Derby’s downtown is brighter today. Gone are the turn of the 20th century buildings along the riverfront. Though still not vibrant, the area is less depressing. Deeper into the city, along Elizabeth Street, Griffin Hospital, where Gilda did some of her nursing school training, where they clung to the tradition of wearing uniform hats and pins, where the nursing stations were at the far end of each corridor and the head nurses ruled with iron fists, the hospital still stands and is now affiliated with the Yale School of Medicine.

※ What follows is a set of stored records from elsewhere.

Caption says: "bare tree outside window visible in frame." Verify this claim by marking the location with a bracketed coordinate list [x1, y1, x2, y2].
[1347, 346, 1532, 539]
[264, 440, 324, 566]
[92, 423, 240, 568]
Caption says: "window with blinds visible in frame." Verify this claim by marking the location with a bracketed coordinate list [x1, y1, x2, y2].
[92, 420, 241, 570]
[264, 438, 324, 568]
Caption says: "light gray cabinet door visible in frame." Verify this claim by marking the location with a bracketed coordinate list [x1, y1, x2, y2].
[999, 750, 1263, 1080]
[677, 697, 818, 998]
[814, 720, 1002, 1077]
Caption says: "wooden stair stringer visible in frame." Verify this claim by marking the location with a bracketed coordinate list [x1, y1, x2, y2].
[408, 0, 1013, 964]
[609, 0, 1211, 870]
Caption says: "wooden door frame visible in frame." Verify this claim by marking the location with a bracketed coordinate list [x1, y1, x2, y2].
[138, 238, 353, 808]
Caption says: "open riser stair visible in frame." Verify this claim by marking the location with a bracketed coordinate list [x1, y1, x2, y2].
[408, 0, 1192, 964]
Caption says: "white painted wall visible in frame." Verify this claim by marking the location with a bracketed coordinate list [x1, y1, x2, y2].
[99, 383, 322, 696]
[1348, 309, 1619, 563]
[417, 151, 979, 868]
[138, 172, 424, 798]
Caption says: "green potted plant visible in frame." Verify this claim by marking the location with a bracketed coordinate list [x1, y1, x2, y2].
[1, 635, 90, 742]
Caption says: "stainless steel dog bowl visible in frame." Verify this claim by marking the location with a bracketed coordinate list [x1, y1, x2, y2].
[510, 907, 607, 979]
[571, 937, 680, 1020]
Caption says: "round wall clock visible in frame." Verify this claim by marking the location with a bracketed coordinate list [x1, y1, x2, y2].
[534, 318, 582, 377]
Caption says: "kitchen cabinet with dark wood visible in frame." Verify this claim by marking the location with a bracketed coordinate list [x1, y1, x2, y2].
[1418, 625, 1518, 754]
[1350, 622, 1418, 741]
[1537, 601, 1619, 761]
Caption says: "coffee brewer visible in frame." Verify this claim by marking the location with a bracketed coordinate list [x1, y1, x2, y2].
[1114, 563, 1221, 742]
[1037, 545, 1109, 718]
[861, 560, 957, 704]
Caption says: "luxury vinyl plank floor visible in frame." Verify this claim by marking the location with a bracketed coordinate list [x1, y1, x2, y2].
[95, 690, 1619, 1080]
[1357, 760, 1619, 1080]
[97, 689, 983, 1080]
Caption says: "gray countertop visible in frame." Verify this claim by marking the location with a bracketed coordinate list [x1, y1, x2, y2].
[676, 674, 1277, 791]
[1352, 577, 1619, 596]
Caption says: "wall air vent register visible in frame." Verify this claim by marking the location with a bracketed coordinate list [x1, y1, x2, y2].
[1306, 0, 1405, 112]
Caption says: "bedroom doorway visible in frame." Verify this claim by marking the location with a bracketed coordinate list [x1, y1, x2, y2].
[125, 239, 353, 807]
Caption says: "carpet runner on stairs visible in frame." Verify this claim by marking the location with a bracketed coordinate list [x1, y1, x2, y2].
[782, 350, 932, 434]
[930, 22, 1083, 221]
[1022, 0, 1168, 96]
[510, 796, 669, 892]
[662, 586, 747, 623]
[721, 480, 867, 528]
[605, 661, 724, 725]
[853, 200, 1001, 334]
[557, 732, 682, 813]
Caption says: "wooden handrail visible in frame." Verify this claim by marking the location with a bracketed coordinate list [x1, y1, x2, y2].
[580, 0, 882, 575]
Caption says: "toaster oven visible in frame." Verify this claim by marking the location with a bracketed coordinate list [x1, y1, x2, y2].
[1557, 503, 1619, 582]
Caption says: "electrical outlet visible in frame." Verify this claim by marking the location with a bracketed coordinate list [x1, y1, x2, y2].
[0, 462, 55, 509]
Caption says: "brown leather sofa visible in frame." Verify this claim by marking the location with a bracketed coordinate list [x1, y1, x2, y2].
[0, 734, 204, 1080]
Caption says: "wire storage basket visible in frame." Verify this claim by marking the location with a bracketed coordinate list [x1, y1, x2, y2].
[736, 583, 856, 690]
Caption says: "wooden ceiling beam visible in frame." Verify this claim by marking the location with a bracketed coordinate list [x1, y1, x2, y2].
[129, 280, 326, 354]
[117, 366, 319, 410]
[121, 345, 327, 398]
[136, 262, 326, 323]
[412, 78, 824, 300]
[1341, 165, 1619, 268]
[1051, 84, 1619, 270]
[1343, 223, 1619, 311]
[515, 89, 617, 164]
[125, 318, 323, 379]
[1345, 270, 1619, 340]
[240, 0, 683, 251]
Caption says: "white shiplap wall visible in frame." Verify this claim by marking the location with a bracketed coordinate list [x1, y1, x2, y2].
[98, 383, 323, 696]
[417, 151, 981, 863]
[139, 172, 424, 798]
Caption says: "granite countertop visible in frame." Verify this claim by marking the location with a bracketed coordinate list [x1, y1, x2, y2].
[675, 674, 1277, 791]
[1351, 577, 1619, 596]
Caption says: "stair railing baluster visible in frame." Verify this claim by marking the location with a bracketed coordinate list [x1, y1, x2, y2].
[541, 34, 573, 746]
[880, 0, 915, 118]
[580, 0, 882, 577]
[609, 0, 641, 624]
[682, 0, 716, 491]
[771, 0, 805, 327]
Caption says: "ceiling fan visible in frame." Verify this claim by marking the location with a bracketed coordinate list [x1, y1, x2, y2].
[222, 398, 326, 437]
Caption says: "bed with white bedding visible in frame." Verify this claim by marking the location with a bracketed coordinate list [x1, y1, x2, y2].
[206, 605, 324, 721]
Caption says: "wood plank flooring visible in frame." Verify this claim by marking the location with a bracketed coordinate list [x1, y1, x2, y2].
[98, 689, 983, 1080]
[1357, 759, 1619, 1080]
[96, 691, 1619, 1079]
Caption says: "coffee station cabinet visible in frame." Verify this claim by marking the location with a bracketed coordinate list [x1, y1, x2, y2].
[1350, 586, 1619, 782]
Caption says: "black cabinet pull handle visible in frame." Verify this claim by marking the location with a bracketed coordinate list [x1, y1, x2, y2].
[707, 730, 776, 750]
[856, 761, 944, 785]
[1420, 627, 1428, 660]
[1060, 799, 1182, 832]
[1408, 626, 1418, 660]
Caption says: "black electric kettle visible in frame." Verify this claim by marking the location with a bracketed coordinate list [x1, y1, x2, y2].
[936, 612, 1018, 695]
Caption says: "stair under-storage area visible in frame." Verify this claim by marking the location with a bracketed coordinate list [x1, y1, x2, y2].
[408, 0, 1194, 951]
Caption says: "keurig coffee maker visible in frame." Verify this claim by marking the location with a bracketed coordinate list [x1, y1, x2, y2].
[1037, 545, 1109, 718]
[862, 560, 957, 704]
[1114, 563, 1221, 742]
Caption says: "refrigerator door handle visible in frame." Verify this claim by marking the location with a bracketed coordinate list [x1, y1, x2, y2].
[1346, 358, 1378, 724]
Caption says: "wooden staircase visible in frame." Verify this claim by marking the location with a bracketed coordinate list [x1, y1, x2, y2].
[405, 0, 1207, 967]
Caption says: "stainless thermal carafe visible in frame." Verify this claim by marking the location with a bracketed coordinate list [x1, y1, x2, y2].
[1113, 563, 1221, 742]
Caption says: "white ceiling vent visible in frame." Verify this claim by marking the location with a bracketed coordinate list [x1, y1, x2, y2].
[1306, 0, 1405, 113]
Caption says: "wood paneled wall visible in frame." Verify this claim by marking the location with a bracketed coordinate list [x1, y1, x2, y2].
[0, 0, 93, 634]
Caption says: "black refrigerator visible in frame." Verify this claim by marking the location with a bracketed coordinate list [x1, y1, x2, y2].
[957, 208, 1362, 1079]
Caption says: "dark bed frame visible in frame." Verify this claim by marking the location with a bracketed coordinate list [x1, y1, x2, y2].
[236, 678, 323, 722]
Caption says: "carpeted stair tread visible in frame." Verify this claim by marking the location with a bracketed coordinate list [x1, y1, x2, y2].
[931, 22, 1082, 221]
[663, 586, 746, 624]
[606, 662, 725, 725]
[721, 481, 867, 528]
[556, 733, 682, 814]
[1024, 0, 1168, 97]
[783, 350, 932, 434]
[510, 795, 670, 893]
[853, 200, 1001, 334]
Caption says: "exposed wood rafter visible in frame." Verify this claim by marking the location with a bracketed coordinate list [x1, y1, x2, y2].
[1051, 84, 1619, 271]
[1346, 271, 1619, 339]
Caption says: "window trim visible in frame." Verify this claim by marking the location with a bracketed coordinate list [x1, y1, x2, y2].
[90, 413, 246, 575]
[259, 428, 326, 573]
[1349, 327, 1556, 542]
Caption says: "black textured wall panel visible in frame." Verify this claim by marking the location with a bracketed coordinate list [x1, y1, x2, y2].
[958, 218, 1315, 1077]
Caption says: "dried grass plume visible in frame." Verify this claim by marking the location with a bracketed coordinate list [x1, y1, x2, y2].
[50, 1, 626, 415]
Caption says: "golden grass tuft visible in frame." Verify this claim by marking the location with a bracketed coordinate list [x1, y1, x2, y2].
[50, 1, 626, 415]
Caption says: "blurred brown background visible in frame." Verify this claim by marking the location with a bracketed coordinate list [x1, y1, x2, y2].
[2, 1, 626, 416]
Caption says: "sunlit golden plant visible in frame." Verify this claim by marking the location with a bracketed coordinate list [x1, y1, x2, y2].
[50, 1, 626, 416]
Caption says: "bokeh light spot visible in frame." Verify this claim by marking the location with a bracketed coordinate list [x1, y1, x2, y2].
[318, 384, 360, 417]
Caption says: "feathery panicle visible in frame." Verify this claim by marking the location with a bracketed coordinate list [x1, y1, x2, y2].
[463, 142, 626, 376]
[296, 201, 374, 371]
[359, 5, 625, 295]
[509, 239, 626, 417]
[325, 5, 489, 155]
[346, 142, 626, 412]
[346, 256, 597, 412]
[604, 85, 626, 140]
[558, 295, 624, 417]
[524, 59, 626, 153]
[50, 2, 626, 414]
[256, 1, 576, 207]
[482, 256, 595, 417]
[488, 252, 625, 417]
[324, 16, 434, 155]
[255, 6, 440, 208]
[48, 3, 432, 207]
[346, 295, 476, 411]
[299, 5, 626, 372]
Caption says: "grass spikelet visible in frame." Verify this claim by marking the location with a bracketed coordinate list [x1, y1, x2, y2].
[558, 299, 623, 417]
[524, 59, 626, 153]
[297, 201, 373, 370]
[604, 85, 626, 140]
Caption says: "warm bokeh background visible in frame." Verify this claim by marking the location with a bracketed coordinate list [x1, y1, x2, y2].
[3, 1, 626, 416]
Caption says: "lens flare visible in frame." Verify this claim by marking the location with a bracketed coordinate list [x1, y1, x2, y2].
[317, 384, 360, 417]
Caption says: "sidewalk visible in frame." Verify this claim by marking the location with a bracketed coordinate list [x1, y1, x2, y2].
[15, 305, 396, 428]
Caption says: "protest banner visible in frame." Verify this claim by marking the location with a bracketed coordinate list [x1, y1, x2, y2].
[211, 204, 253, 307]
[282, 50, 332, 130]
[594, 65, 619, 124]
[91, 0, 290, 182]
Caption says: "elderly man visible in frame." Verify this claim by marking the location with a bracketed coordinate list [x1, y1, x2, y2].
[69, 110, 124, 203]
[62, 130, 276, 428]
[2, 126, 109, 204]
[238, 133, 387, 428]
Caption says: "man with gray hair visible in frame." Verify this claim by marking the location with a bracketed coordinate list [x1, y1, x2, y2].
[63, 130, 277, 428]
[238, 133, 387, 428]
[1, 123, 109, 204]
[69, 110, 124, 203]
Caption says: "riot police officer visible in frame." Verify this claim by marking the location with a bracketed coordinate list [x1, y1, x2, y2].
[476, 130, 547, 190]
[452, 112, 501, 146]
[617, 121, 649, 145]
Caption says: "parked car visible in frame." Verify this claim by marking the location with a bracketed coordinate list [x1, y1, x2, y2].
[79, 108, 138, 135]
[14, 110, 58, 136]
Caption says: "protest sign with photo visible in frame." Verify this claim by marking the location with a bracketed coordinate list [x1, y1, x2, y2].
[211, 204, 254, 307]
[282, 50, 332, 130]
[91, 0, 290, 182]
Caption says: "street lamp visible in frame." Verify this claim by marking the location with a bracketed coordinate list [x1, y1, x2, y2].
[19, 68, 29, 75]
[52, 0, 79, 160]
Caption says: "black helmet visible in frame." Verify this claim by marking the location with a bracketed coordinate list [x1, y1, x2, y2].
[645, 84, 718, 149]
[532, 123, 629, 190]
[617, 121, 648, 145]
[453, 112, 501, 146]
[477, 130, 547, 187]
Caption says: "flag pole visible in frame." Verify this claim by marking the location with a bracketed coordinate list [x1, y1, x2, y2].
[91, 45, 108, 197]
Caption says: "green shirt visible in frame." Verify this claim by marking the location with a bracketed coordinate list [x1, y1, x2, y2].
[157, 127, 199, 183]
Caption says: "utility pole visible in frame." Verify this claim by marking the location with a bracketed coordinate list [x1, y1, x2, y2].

Also on Elizabeth Street is the now shuttered Dworkin Chevrolet where we bought our first car, a Vega, in 1973. A few blocks closer to the downtown the temple we attended, Beth Israel, has been turned into a New Life Community Church, the only outward sign of its previous calling being the Hebrew words etched into the façade near the roof: “The world stands on three things: justice, truth and peace." It was in Beth Israel that we sat with other congregants Yom Kippur morning 1973 wondering about and praying for the fate of Israel after the surprise attacks by Syria and Egypt.
The women of Beth Israel always were amazed Gilda had met and married a Jewish man at college. She’d gently respond that with 95% of Brooklyn College’s 30,000 student population being Jewish it would have been hard not to find a mate from the “chosen” religion.
As we drove north toward Ansonia, we passed the restaurant where we’d treat ourselves to a meal away from home, the McDonald’s on Division Street straddling the border with Derby. Spector Furniture in Ansonia is still open for business. We bought our first TV there, a Magnavox, plus a desk we still have, now consigned to our garage. Around the corner, the Register’s bureau office is long closed. It was in that office I first heard the phrase “to Jew someone down.” It was not a saying common to the Brooklyn shtetl I grew up in.
Before visiting our first home, we entered downtown Seymour, dominated by a post office two to three times the size required for a town of 13,000. As related by local historians, the town benefited from a bureaucratic mistake. Seems the post office the head of the congressional oversight committee had earmarked for his hometown of Seymour, Ind., had mistakenly been erected in Seymour, Conn.
The locals are trying to remake downtown Seymour into an artsy community, with antique and curio shops. They need more restaurants, though the one we lunched in, Jimmie’s Place, was a classic throwback saloon with lobster roll, French fries and cole slaw for $8.99, a hard to beat price.
The house we lived in had been divided into a two-family dwelling. We had three rooms on the first floor: a big country kitchen where Gilda learned to cook, a living room and a bedroom with bright red walls when we first moved in but quickly painted over to reflect Gilda’s more refined sensibilities. Upstairs, our landlord’s daughter and son-in-law lived.
As I stood at the bottom of the porch steps, Gilda knocked on the door. The twenty-something woman who opened the door cheerfully let us in. Her big dog, and really big husband, gave her the confidence we weren’t going to harm her. Their family had bought the house from the previous owner and converted it back to a one family home. Our bedroom was now an office. The kitchen had been expanded and updated. They seemed happy there.
As we drove to and through New Haven where we lived for two years in a subdivided Tudor mansion off Forest Road (Gilda’ couldn’t gain access to that apartment unit), we reflected on how far we had come during the last 39 years. More on that, perhaps, another day.